ECG instantaneous heart rate

There is a slight problem. The peak locations are somewhat earlier than the actual peaks. This happens due to the different filtering steps in the QRS detection algorithm which lead to some sample delays.

Also note that the instantaneous heart rate calculation skips some cycles as there is not enough data yet to do the computation reliably. The ECG signal amplitude is marked on the left Y axis while the heart rate value is marked on the right Y axis (varying between 100 to 130 beats per minute).

Peak Correction

We can rectify the peak location problem by searching for the correct peaks in the neighborhood of the detected locations. This process is known as the peak correction.

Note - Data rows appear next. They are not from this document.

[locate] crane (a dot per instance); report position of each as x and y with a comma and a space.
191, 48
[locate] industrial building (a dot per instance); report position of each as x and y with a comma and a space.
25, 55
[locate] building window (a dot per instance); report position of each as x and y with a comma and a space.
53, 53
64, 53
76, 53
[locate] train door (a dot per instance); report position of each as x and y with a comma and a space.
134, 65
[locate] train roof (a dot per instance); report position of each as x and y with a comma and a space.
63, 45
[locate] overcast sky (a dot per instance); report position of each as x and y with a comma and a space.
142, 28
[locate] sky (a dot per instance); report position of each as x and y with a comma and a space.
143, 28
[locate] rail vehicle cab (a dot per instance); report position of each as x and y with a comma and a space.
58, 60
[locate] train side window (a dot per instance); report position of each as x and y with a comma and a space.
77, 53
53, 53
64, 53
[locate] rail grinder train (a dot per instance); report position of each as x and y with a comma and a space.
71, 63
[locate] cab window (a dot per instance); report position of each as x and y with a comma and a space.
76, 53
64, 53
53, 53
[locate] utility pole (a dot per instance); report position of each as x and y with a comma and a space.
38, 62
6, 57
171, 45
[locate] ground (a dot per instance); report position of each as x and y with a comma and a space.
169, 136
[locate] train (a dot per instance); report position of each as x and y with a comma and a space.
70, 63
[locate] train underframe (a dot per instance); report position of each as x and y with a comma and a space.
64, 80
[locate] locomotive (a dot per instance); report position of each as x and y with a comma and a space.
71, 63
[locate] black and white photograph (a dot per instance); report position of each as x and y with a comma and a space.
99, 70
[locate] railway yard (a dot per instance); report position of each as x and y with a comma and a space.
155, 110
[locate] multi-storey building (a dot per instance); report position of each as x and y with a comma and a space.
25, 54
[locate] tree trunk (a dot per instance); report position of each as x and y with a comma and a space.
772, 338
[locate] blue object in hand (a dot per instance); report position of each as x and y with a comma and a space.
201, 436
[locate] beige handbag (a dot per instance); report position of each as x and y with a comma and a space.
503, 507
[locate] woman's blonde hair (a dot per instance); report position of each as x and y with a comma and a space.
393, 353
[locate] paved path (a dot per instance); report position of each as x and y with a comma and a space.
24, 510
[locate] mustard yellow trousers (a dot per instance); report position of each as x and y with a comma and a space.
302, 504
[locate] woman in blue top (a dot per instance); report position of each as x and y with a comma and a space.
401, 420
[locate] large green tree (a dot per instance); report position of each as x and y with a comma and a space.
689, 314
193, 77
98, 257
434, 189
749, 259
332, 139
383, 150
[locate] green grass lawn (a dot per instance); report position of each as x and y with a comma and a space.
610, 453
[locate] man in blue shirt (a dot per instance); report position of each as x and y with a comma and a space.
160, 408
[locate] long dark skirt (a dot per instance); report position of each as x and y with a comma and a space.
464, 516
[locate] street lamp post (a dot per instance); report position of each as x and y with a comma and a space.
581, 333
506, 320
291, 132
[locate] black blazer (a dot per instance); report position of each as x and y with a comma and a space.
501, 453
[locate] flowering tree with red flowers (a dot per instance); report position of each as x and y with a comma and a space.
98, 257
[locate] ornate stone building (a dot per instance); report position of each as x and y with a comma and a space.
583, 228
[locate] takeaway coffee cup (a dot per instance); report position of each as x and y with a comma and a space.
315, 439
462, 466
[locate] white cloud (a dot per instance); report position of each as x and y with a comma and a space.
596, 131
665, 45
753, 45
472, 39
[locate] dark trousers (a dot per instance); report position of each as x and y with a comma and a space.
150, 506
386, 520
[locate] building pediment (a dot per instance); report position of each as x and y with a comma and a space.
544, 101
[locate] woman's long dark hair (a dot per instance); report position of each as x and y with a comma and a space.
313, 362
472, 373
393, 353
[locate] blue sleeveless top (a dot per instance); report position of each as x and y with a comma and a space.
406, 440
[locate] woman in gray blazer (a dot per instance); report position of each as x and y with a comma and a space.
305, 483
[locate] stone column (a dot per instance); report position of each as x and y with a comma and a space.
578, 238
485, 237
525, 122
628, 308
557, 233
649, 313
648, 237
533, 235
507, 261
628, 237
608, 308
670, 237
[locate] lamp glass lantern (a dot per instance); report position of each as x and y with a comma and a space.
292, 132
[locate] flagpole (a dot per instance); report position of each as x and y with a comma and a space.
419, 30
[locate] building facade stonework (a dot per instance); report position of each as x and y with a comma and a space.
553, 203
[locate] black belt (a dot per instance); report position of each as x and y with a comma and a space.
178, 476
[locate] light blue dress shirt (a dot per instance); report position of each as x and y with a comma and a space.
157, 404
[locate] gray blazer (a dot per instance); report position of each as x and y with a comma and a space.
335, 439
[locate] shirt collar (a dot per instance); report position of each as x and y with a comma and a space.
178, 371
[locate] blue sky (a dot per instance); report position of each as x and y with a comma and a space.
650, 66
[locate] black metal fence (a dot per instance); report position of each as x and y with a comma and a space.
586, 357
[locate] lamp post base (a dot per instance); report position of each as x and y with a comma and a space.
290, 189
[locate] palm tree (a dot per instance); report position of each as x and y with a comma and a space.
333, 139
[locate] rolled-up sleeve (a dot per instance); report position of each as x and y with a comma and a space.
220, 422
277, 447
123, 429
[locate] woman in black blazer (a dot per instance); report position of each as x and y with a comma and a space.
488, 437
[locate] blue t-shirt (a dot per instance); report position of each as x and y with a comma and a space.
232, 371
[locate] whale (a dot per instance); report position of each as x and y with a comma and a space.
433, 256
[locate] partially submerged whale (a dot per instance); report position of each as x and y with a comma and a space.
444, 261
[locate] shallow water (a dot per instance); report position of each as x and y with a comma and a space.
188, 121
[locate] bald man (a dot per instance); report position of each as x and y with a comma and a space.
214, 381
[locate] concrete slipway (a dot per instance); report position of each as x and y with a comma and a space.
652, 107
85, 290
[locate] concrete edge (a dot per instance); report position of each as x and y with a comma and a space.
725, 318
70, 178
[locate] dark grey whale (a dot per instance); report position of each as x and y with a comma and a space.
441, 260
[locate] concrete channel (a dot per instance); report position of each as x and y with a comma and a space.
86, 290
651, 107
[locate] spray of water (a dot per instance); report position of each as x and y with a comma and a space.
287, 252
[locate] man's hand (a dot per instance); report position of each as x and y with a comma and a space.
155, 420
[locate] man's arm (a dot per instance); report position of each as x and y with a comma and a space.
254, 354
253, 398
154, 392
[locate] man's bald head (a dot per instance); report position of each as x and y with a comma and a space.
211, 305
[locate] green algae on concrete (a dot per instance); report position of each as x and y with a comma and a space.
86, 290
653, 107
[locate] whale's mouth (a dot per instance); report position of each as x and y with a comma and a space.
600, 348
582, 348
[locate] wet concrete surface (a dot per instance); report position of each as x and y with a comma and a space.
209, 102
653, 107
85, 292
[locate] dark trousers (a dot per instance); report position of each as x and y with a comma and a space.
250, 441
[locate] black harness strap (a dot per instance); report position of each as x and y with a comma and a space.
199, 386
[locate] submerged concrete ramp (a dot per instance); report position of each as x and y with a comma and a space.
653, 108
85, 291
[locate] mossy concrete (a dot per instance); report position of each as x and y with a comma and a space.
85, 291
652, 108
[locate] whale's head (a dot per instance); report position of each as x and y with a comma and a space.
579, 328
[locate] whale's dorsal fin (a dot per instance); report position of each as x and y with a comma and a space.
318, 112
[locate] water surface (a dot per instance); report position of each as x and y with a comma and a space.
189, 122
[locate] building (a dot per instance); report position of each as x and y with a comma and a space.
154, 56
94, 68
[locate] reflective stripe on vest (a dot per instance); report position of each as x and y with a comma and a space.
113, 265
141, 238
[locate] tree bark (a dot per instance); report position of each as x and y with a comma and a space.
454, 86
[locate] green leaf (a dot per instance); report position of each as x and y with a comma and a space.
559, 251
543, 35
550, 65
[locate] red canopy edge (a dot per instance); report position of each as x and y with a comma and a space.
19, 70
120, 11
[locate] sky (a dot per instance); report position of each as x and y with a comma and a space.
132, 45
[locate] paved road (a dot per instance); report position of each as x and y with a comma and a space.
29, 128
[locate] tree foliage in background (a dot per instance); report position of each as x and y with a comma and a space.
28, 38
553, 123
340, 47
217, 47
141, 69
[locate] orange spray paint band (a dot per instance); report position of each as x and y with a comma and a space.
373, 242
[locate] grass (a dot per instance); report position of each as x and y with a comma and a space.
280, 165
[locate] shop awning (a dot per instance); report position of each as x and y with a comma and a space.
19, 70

# Correct the peaks shifting them to local maxima
min_bpm = 20
max_bpm = 230
#min_gap = record.fs * 60 / min_bpm
# Use the maximum possible bpm as the search radius
search_radius = int(fs * 60 / max_bpm)
corrected_peak_inds = processing.peaks.correct_peaks(signal, 
                                                     peak_inds=qrs_inds,
                                                     search_radius=search_radius, 
                                                     smooth_window_size=150)
corrected_peak_inds = sorted(corrected_peak_inds)

We are now ready to plot our detected peaks at correct locations:

figsize=(15,5)
title="Corrected GQRS peak detection"
N = signal.shape[0]
fig, ax_left = plt.subplots(figsize=figsize)
ax_right = ax_left.twinx()
ax_left.plot(ts, signal, color='#3979f0', label='Signal')
ax_left.plot(ts[corrected_peak_inds], signal[corrected_peak_inds], 'x', 
             color='#8b0000', label='Peak', markersize=12)
ax_right.plot(ts, hrs, label='Heart rate', color='m', linewidth=2)
ax_left.set_title(title)
ax_left.set_xlabel('Time (sec)')
ax_left.set_ylabel('ECG (mV)', color='#3979f0')
ax_right.set_ylabel('Heart rate (bpm)', color='m')
# Make the y-axis label, ticks and tick labels match the line color.
ax_left.tick_params('y', colors='#3979f0')
ax_right.tick_params('y', colors='m')

ECG corrected peaks

References

  1. Moody GB, Mark RG. The impact of the MIT-BIH Arrhythmia Database. IEEE Eng in Med and Biol 20(3):45-50 (May-June 2001). (PMID: 11446209); DOI:10.13026/C2F305
  2. Goldberger AL, Amaral LAN, Glass L, Hausdorff JM, Ivanov PCh, Mark RG, Mietus JE, Moody GB, Peng C-K, Stanley HE. PhysioBank, PhysioToolkit, and PhysioNet: Components of a New Research Resource for Complex Physiologic Signals. Circulation 101(23):e215-e220; DOI:10.1161/01.CIR.101.23.e215
  3. Pan, Jiapu, and Willis J. Tompkins. “A real-time QRS detection algorithm.” IEEE transactions on biomedical engineering 3 (1985): 230-236.